Olayımıza gelince; Davacı kendisine düğünde takılan ziynet eşyalarının davalıda kaldığını belirterek fazlaya ilişkin hakları saklı kalmak kaydıyla 1.000.00 TL nin tahsilini istemiştir.Ziynet eşyaları üzerinde yapılan bilirkişi incelemesi sonucu, bilişkişi raporunda ziynet eşyalarının değerini 7.095.25 TL olarak tesbit etmiştir.Bilirkişi raporunda belirlenen miktara göre davacı vekili 25.7.2008 tarihli ıslah dilekçesi ile dava değerini artırarak 7.095.25 TL nin tahsilini istemiştir.Islah dilekçesi davalıya tebliği üzerine davalı
ıslah edilen miktar yönünden zaman aşımı definde bulunmuştur.Taraflar arasındaki boşanma davasının 25.7.2005 tarihinde kesinleştiği anlaşılmaktadır.Mahkemece boşanma davasının kesinleşmesi ile ıslah tarihi arasında 1 yıllı aşkın süre geçtiğinden bahisle TMK 178 maddesi gereğince ıslahla istenilen miktar yönünden zamanaşımı nedeniyle istemin reddine karar verilmiş ise de, davanın bu maddede sayılan alacak davası olarak nitelenmesi ve zamanaşımı süresinin 1 yıl olarak kabulü doğru değildir. Zira yukarıda açıklandığı üzere dava konusu eşyaların mevcut olduğu tespit edilmiş ise uyuşmazlık mülkiyet hakkına dayandığından olayda zamanaşımı söz konusu olamaz. Dava konusu eşyaların var olduğu tespit edilemez ise istem tazminata ilişkin olduğundan Borçlar Kanununun 125.maddelerinde belirlenen 10 yıllık zamanaşımı süresinin uygulanması ve karı koca arasındaki davalarda Borçlar Kanununun 132.maddesinin dikkate alınması gerekir. Davalı istenilen ziynetlerin varlığını kabul etmiş ve evlilik birliği içinde bozdurulduğu ve harcandığı kabul ettiğine göre davanın kabulüne karar verilmesi gerekirken yazılı şekilde ıslaha konu miktarın zaman aşımı nedeniyle red edilmesi doğru olmadığı gibi kendisini vekil ile temsil ettirmeyen davalı yararına vekalet ücretine hükmedilmesi de doğru olmadığından hükmün bozulması gerekmiştir.
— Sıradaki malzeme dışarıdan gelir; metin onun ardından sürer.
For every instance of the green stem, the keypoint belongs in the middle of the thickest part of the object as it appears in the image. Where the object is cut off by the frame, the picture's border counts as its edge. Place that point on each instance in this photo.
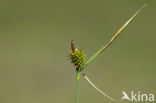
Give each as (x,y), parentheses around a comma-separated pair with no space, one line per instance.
(77,89)
(114,37)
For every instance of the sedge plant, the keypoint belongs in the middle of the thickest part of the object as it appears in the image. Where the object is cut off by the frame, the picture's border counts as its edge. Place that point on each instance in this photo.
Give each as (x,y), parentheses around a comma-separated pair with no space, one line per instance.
(77,57)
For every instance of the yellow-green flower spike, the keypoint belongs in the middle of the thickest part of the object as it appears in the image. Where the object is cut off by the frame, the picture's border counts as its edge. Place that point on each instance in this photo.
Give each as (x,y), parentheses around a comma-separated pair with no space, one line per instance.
(77,57)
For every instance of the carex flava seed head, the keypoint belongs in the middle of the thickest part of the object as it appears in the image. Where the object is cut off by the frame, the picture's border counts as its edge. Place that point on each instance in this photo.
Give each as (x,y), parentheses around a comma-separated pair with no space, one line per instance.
(77,57)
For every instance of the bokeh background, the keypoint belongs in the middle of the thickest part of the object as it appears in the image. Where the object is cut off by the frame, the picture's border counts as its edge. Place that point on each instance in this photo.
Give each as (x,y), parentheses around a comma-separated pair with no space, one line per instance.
(35,40)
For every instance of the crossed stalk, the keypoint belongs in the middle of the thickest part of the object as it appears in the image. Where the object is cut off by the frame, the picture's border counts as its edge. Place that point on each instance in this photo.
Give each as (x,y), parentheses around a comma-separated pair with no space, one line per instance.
(99,52)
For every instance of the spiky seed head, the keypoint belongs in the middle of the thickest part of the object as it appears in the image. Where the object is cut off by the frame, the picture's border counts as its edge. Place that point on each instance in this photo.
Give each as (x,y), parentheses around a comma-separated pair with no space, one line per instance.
(77,56)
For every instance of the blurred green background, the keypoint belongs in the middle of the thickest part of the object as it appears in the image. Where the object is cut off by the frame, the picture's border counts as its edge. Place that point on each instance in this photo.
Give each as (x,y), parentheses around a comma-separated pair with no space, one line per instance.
(35,40)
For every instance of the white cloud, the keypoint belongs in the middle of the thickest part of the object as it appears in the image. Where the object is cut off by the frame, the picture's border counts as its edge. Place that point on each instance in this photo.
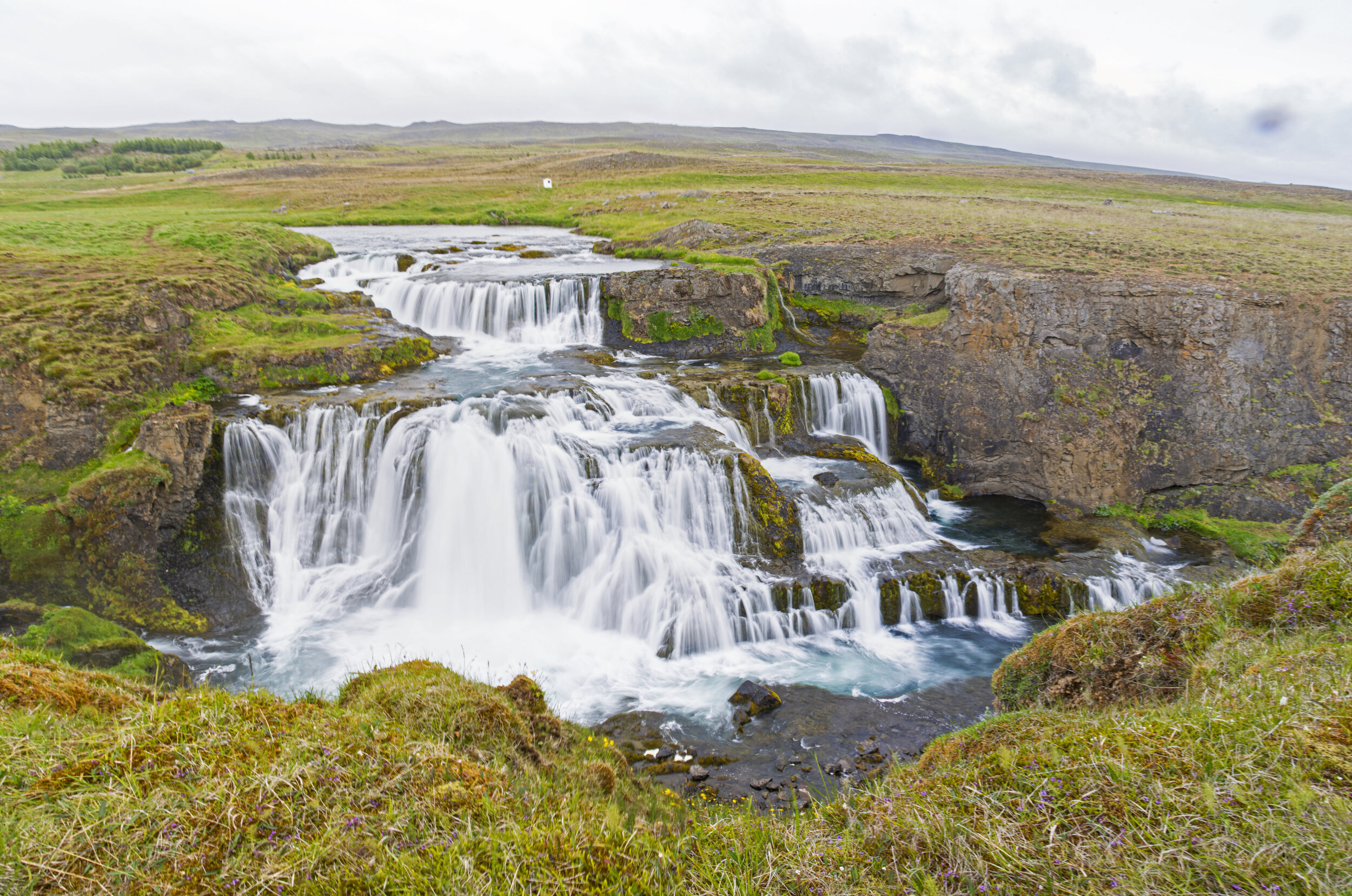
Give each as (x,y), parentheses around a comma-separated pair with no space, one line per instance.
(1164,84)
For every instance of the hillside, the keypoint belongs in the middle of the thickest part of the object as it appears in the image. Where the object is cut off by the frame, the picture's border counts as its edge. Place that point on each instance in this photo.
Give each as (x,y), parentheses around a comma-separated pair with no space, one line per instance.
(306,134)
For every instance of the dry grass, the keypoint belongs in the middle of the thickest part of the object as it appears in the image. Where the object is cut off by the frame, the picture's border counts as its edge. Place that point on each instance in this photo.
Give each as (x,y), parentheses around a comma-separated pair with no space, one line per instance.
(417,780)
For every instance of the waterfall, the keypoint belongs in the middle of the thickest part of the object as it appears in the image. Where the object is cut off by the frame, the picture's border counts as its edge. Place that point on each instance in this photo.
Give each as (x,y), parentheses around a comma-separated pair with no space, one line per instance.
(851,404)
(501,506)
(855,537)
(363,266)
(912,611)
(561,311)
(997,602)
(1134,584)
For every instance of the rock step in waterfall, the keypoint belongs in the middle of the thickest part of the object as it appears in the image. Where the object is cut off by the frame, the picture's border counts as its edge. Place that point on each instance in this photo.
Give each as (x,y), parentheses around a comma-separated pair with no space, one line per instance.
(549,500)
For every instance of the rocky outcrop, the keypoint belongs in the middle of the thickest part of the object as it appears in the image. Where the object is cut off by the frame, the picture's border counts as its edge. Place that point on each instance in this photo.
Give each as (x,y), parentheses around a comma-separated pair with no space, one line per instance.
(686,311)
(889,275)
(50,433)
(1085,394)
(177,437)
(1329,521)
(101,543)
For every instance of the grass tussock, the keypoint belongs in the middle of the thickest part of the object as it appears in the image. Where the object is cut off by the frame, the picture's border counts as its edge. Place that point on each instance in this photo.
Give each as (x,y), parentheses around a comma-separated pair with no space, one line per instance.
(1235,778)
(1258,542)
(414,780)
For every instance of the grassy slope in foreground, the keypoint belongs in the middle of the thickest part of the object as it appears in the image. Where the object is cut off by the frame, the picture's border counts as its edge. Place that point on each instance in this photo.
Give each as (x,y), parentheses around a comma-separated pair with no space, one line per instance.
(1198,744)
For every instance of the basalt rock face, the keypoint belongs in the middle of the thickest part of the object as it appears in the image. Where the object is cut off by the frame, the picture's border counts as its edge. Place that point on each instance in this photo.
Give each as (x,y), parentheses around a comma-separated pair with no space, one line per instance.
(1083,394)
(33,429)
(877,275)
(687,313)
(177,437)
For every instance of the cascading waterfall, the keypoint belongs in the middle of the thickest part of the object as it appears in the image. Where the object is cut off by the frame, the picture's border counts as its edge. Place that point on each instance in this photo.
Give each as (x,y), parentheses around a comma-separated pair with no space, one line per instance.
(851,404)
(363,266)
(499,506)
(1135,584)
(564,311)
(593,530)
(853,538)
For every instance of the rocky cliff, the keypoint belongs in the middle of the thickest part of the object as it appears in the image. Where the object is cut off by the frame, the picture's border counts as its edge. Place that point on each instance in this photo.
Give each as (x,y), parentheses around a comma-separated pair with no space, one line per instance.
(1083,394)
(886,275)
(687,311)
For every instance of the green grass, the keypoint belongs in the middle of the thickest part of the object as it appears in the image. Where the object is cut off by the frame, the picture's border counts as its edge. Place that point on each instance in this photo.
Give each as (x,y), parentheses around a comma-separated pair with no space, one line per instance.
(1258,237)
(1205,748)
(92,307)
SONUÇ: Yukarıda açıklanan nedenlerle,davacının temyiz itirazlarının kabulü ile, hükmün varlığı tespit edilemeyen eşyalar yönünden BOZULMASINA, istek halinde peşin alınan temyiz harcının temyiz edene iadesine, 25.1.2010 tarihinde oybirliğiyle karar verildi.